Zeal for Your House

It is zeal for your house that has consumed me; the insults of those who insult you have fallen on me.
♥︎ Ps 69:9
♥︎ Early in John's Gospel, the disciples remembered the first part of this verse when Jesus drove the merchants and the money changers from the temple: "He told those who were selling the doves... 'Stop making my Father’s house a marketplace!' His disciples remembered that it was written, 'Zeal for your house will consume me.'” (John 2:16-17)

The second part of Psalm 69:9 certainly applied to Jesus later in his ministry, so here we must take the psalmist's words a bit more prophetically: Jesus is not being persecuted yet, but his strong reaction to the insult of turning God's house into a bazaar will be one of the main reasons he is, in the end, arrested. (This is more evident in the other three gospels than in John.)

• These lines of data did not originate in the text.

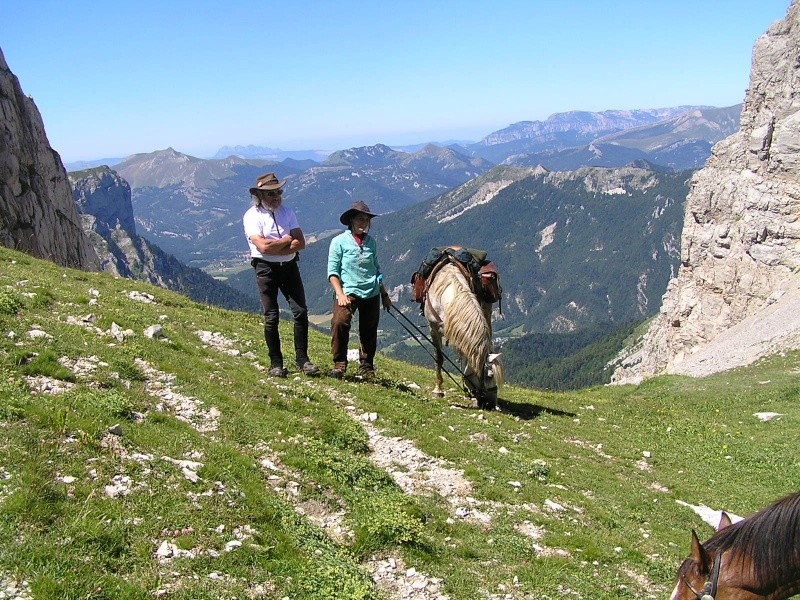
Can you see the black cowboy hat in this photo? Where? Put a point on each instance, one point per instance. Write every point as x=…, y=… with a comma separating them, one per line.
x=357, y=207
x=267, y=182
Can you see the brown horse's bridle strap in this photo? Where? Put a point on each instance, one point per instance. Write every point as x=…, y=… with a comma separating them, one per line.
x=710, y=588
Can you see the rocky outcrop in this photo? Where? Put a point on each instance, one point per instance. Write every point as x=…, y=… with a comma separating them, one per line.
x=104, y=200
x=37, y=214
x=740, y=246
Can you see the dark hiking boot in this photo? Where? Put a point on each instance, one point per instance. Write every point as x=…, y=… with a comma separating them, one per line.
x=278, y=372
x=338, y=370
x=366, y=371
x=308, y=368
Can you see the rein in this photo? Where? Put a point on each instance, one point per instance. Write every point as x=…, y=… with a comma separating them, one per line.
x=709, y=590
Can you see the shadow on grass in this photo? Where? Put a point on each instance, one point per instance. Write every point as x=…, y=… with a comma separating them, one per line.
x=527, y=412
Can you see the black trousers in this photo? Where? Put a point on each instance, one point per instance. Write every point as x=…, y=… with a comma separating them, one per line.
x=272, y=277
x=369, y=311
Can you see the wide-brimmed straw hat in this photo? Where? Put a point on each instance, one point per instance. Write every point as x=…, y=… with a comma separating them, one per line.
x=357, y=207
x=267, y=182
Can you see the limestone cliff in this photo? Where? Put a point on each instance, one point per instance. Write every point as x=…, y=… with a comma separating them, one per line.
x=740, y=246
x=37, y=213
x=104, y=201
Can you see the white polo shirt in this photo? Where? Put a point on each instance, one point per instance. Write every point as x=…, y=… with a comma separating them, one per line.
x=272, y=225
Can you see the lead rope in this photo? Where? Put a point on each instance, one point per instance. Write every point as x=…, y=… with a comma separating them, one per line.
x=464, y=390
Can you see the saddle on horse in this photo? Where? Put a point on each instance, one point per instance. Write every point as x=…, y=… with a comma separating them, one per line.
x=482, y=275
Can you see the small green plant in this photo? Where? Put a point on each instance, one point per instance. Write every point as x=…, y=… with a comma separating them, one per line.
x=389, y=518
x=10, y=303
x=43, y=363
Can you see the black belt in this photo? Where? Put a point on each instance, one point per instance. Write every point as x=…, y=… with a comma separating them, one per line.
x=254, y=261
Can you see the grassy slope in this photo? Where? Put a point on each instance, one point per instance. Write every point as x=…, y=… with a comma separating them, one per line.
x=621, y=534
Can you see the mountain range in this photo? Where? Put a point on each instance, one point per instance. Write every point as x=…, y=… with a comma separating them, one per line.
x=573, y=248
x=191, y=207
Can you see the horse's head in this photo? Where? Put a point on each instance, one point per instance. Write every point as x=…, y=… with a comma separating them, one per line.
x=485, y=387
x=702, y=576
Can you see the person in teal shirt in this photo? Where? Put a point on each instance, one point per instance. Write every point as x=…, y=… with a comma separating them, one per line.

My first reaction to this incident—and to the psalm that was remembered when the temple was cleansed—might be to pray for the zeal to act as Jesus did in defense of God. But in reality, thinking of myself as Jesus' stand-in is a bit vain. I should instead remember that my body, along with the rest of my faith community, is God's temple (1 Cor. 3:16), and I allow it to be bought and sold many times over in the course of the average day. My priorities are not the ones I see modeled in the life of Christ, but are instead dictated to me by the values of my society. No, I am not yet ready for an all-consuming zeal to call forth in me an angry response to outsiders. I must instead dwell on these words of Thomas Boston: Within that heart of yours, there are buyers and sellers that need to be driven out

♥︎ Forgive me, Lord, for mistaking your love and your grace for passiveness and permissiveness. May the zeal that consumed you when you drove the money changers from the temple consume you still, that all influences but your own will be driven from my heart; in Jesus' Name. Amen.